Una por una abrió cada puerta y entró en cada sala de aquella escuela. Dijo que confundía las patadas de la niña con los golpes de su propio corazón, que se estaban asustando la una a la otra. Dijo que la luz de la vela hacía que todas las mesas se movieran como si estuvieran vivas. Dijo también (y le daba la risa al decirlo, pero era una risa ahogada) que preguntó en cada sala si había alguien ahí, y que se obligó a esperar de pie, conteniendo la respiración, por si llegaba una respuesta. Pero estaba todo tan silencioso que su propia voz le resultaba extraña, y escuchaba mejor los sonidos de dentro, su pulso, los movimientos de la niña, que los de fuera. Dijo que salió de la última sala, dio unos pasos más rodeando el edificio y cuando vio que tampoco había nadie se sentó allí mismo, en el suelo. Había sido un paseo de tres minutos que había durado como un viaje de tres años. Y ya no tenía fuerzas para volver al principio.

Paul no había pegado ojo. Dijo que en cuanto empezó a clarear echó a correr hacia el pueblo. En realidad estaba muy cerca. Por el camino había visto un grupo de gente rondando la carretera. Cuando llegó y encontró los sacos abandonados, él también se llevó un susto de muerte. Entró en cada sala llamando a su hermana. La encontró fuera, inconsciente y, aunque no estaba de parto, había roto aguas. Salió corriendo hacia la carretera en busca de ayuda y quiso la suerte (así lo pensaba él) que encontrara una cuadrilla de chinos empezando la jornada de trabajo. Ellos la recogieron, les metieron a los dos en una camioneta y les acercaron al pueblo más cercano, ya en Etiopía, sin paradas, sin aduanas, sin una palabra. A las pocas horas nació la niña.

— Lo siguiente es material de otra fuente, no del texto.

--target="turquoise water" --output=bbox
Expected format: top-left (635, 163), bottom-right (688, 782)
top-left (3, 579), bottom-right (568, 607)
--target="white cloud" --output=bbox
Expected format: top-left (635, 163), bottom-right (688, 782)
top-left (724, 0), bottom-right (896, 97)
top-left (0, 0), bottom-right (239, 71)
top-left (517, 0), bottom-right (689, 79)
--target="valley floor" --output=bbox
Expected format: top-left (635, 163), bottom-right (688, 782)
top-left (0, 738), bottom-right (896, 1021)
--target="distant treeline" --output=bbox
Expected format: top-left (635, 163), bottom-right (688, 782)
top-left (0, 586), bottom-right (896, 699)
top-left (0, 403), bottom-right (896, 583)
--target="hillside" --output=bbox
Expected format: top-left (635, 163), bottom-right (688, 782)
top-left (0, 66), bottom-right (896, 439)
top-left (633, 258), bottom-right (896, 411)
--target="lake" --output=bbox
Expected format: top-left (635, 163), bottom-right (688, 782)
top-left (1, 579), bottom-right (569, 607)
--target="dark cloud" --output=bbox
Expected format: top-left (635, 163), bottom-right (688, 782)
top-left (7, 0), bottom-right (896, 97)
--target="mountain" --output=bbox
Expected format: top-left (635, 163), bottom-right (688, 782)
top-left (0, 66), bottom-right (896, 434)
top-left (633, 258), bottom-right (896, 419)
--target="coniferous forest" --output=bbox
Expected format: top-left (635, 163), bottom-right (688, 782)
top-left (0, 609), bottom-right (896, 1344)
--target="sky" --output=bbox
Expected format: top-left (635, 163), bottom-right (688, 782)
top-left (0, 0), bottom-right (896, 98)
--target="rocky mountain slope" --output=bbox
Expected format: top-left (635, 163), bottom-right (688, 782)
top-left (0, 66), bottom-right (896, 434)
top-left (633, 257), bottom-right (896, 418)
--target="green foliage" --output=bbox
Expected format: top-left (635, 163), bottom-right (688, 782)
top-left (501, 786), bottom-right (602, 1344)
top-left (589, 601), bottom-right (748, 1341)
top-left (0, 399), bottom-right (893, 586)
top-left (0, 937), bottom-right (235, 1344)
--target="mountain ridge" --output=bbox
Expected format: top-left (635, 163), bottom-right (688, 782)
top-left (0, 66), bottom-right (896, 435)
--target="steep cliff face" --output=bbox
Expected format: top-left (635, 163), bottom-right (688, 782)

No quedaba chat y las botellas estaban vacías. Aguantamos todavía unos segundos más, los únicos en toda la noche que pasamos sin decir palabra, hasta que Jack dio una palmada al aire y dijo: «Amigos, es tarde». Pagamos la cuenta, nos incorporamos sin demasiadas ganas y estiramos las piernas. Era extraño vernos por primera vez de cuerpo entero cuando estábamos a punto de irnos y seguir cada uno por su lado. La camarera desconectó el ventilador, las paredes descansaron y entró el silencio de la calle. Entonces Beka se me acercó. Hasta ese momento habíamos hablado en grupo y esa fue la única vez que se dirigió a mí directamente. Me dijo «mira», y sin dejar de sonreír abrió un pequeño bolso de mano, sacó una foto plastificada y me la tendió. Era el retrato de un bebé con los ojos muy grandes y cara de sorpresa. Lo señaló con el dedo y dijo: «ésta es mi hija».